The alleged killer of a noisy cockerel is set to appear in court in southeast France today after a cockerel named Marcel was shot dead in May 2020 for “being too noisy”.
The accused will appear at a correctional tribunal in Privas, Ardèche, Auvergne-Rhône-Alpes.
The case centres on Marcel, a cockerel that was owned by Sébastien Verney and his family in the commune of Vinzieux.
One morning in May this year, a neighbour allegedly killed the cockerel - who lived with five brown chickens - with a gun and an iron bar. It is thought that the neighbour had grown tired of the cockerel’s noisy crowing.
Mr Verney said that the violent act had deeply upset his household, with family and friends launching a petition soon after the incident, called “Justice pour le coq Marcel!" (Justice for Marcel the cockerel!). More than 98,000 people have signed it so far.
The petition not only seeks “justice” for Marcel, but also places the incident within the wider context of countryside noises and smells, which it says are natural and normal. It calls for the countryside’s identity to be recognised, and for it not to “become a museum”.

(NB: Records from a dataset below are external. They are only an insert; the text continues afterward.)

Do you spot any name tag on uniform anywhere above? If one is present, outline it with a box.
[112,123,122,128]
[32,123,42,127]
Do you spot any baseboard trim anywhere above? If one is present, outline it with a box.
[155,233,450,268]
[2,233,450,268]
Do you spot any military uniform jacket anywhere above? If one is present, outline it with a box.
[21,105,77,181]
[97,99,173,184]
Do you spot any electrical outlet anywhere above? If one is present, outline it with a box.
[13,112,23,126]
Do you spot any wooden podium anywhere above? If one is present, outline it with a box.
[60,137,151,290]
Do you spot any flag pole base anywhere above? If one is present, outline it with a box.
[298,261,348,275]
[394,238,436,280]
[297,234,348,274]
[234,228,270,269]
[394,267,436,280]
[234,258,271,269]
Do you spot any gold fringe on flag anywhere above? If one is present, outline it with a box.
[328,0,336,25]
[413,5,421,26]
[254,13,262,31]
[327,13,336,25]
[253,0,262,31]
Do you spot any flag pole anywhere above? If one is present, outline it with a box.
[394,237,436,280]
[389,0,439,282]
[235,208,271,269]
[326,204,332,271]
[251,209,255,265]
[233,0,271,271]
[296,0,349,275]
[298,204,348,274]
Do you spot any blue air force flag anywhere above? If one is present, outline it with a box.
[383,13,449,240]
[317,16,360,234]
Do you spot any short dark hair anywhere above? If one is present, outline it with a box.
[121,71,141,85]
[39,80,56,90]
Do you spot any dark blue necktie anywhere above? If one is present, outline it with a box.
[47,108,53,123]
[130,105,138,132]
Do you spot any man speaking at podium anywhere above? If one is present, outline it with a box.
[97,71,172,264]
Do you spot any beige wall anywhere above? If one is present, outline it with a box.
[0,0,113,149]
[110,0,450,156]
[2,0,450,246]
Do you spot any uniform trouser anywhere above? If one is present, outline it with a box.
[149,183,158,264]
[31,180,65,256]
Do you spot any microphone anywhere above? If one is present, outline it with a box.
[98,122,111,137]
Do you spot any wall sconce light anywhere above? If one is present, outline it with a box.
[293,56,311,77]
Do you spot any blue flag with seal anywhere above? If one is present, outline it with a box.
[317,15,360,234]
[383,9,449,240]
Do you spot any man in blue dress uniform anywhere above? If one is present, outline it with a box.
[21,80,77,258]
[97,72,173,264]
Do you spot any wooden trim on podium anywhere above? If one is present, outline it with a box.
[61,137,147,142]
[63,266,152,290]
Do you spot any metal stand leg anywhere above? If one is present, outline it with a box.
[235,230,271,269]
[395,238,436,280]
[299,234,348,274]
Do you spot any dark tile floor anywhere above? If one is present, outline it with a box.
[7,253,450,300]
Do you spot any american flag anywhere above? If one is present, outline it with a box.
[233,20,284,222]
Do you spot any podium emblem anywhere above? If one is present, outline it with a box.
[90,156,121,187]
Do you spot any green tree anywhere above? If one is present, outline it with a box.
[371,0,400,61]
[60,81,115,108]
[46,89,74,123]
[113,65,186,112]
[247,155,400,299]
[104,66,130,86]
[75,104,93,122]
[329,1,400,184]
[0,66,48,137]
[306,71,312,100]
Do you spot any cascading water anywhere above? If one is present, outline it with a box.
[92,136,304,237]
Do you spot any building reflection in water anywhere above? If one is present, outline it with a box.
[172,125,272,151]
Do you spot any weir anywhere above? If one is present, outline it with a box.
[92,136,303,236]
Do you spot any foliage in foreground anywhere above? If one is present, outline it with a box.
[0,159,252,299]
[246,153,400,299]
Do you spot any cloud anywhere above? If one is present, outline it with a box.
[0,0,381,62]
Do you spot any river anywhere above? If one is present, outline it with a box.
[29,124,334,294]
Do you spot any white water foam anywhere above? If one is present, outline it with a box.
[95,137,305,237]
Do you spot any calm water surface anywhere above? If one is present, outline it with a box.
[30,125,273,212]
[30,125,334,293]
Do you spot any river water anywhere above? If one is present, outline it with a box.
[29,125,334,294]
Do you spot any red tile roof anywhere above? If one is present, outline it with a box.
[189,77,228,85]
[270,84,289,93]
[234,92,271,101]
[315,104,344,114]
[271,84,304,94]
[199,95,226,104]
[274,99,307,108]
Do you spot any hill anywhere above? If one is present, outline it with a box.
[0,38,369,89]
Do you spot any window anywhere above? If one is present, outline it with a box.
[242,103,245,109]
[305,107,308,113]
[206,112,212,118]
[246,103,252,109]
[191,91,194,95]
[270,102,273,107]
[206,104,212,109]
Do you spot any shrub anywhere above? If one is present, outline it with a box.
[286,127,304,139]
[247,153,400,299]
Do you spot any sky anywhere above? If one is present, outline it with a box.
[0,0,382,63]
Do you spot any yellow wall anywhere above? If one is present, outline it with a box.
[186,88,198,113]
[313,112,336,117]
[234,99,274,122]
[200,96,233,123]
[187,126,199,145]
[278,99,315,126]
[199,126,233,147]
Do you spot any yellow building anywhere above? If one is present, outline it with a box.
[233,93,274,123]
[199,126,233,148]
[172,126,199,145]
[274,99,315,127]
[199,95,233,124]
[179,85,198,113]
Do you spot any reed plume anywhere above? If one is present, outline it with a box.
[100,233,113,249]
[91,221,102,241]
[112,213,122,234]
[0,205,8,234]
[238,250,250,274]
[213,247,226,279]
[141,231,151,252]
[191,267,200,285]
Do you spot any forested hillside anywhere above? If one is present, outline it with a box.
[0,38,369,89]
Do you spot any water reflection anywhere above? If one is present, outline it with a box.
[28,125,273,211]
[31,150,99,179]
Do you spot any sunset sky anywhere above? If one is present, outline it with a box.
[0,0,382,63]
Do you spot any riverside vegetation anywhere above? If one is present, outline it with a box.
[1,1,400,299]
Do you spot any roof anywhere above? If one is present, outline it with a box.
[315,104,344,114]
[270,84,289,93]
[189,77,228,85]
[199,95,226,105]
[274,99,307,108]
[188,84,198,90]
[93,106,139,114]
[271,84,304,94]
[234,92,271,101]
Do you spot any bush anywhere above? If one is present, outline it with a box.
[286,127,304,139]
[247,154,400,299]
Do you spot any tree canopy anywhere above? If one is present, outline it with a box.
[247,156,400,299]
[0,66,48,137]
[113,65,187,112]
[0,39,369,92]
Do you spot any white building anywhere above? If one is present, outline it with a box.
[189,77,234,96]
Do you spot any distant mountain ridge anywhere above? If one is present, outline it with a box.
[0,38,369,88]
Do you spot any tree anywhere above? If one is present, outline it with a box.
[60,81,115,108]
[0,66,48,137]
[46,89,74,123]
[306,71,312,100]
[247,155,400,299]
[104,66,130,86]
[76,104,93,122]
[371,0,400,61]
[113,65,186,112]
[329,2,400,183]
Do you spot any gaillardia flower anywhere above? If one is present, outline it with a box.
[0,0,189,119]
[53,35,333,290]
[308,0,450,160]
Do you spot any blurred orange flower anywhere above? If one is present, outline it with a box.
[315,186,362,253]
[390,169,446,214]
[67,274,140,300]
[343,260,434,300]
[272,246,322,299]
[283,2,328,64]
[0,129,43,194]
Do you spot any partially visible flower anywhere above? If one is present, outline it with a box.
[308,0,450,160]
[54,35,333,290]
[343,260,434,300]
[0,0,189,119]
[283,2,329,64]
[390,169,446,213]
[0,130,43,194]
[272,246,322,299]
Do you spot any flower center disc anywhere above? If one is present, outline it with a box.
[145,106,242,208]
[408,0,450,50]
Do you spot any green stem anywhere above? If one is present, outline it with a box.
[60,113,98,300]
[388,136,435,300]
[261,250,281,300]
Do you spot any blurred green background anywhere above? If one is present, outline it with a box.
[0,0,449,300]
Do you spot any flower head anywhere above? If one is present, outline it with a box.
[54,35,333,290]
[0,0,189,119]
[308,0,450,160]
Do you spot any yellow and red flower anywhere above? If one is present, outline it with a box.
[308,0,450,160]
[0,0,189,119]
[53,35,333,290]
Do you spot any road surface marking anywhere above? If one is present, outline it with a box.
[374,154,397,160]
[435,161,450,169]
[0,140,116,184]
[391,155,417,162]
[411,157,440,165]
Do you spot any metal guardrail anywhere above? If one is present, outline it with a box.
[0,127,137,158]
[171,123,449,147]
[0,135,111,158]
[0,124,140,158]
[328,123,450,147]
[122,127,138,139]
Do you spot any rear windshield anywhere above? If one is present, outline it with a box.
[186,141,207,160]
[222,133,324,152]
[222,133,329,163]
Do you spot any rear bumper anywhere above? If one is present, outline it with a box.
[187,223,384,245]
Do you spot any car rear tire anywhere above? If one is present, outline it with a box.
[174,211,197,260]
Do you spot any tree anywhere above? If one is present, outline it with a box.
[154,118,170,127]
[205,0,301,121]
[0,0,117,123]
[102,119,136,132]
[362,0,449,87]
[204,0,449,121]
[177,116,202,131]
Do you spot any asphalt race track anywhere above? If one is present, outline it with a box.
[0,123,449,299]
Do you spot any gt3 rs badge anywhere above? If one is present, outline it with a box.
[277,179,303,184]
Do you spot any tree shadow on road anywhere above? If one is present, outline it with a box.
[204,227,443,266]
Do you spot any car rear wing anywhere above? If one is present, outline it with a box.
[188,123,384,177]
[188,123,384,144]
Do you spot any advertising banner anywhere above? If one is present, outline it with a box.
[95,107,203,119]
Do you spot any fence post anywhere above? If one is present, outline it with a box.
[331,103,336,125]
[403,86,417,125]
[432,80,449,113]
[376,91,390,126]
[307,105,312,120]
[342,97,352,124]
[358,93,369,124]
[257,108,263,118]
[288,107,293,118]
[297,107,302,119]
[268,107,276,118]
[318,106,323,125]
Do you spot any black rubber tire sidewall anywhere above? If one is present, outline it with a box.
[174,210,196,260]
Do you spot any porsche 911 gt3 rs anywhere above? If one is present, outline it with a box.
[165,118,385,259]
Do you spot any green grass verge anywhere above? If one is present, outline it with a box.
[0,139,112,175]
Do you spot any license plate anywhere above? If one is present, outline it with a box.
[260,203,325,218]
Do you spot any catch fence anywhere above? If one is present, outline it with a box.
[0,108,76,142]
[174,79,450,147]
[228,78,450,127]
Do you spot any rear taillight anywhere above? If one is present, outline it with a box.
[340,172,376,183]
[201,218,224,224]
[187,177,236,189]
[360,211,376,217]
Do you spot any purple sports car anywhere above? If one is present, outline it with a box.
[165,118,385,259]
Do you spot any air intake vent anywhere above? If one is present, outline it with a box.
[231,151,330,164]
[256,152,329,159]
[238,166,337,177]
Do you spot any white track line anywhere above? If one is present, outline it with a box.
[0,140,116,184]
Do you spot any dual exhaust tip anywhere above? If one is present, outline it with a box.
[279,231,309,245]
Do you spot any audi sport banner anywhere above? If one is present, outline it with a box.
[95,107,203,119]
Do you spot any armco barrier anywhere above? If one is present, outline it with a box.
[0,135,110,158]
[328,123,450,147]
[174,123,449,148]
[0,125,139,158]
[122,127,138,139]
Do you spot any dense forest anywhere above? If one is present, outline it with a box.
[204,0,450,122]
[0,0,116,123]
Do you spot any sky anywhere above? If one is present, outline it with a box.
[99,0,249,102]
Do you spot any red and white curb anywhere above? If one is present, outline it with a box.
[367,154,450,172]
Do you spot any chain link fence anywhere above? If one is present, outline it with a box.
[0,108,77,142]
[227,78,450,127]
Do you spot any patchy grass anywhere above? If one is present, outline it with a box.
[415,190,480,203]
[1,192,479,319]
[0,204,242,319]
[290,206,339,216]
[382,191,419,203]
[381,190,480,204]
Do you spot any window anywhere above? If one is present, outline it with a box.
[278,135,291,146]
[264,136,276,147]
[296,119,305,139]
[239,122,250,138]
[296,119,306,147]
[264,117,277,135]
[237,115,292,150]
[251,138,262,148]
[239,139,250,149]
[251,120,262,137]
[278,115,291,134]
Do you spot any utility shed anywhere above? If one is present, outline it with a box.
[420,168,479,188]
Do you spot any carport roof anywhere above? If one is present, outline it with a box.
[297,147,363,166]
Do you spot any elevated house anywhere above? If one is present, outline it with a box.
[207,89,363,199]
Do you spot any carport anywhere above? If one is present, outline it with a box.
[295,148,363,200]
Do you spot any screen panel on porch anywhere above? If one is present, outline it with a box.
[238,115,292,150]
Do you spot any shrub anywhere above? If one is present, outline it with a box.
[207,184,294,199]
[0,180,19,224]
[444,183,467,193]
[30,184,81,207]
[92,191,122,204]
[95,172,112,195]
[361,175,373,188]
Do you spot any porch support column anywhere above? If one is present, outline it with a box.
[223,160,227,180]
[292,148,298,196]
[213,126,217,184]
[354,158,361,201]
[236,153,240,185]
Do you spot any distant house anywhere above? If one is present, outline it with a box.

It reads: “Who will be the next victim? Turtle doves tweeting, the wheat harvest, the growing tomatoes, the braying of the donkey, the sound of our bell towers or the grazing of our cows?”
Speaking of the court case, Mr Verney said: “We hope to hear their explanations and excuses.”
Saving rural heritage
Mr Verney is also the founder of the association Laissez-les chanter! Sauvons le patrimoine rural (“Let them crow! Save rural heritage!”).
He said: “Our children were traumatised by what happened. It was an opportunity for us to realise that there is a general unease in our countryside. This problem goes beyond our local area and the issues with our cockerel. We must find solutions through dialogue.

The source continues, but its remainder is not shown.